Dans la grande lessiveuse panaméenne se mélangent en effet les couleurs de la cupidité. Chez Mossack Fonseca et consorts, les fortunes des grands patrons et des vedettes du ballon rond se mêlent aux recettes du crime, de la corruption politique et de la fraude fiscale. Argent propre, argent gris et argent noir en ressortent blancs comme neige pour le profit des plus vénaux.
Les grandes banques ne sont pas en reste. HSBC, UBS et la Société générale n’ont visiblement rien appris des scandales financiers des dernières années. Sauf peut-être à faire preuve de plus de discrétion. Les Panama Papers révèlent ainsi toute la réalité des montages créés par ces institutions prônant à qui veut l’entendre la moralisation de la finance et le retour de l’éthique bancaire.

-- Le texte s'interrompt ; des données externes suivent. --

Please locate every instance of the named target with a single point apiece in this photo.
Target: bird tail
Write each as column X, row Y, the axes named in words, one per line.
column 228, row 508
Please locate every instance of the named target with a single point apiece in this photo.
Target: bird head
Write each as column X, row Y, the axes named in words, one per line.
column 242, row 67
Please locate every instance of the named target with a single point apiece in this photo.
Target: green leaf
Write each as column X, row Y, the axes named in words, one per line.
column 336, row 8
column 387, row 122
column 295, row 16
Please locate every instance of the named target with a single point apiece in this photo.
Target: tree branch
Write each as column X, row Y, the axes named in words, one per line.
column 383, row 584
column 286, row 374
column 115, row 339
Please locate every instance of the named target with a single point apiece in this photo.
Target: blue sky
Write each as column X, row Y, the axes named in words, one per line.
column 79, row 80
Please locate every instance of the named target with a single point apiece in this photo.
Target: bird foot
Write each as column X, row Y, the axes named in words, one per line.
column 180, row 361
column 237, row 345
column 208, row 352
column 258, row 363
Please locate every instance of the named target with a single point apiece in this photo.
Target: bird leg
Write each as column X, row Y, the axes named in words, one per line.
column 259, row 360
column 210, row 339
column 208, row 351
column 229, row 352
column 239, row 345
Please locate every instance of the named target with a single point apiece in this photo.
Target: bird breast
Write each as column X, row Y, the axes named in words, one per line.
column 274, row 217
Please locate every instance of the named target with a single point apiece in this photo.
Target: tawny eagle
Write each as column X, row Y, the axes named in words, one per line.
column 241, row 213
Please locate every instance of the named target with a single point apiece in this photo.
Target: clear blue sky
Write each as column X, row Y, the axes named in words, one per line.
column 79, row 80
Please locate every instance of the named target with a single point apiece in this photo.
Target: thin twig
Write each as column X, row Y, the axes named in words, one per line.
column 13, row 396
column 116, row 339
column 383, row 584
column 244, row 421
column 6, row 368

Un pan entier de la finance mondiale est donc tombé cette semaine, mais que l’on ne s’y trompe pas. Les Panama Papers ne sont certainement qu’une goutte d’eau dans le grand univers de l’évasion fiscale. Les grandes démocraties mèneront bien quelques enquêtes, mais il est légitime de se demander ce qu’il adviendra ensuite. Lorsque pris, les fraudeurs sont trop souvent amenés à faire amende honorable et à payer un dû majoré. Peu importe à la justice que les millions détournés aient été destinés à la santé des plus faibles ou à l’éducation des plus jeunes : la case prison est rarement une option. Pour la mère de famille qui ne parvient plus à porter le fardeau de l’austérité et cède à un vol alimentaire, c’est en revanche la garde à vue assurée.
Les scandales financiers des dernières années nous ont trop souvent montré que les élites vivaient à l’abri des poursuites. La passivité dont font preuve les États est en partie responsable de cette réalité. De là à la considérer comme un encouragement à la fraude fiscale et à la corruption, il n’y a qu’un pas. Dans la foulée de ces révélations, l’impunité dont bénéficient les acteurs de l’évasion fiscale doit ainsi prendre fin. Au risque de faire des riches toujours plus riches et des pauvres toujours plus pauvres. Un écart qui se creuse. Un équilibre qui se perd. Et un beau jour, tout s’effondre.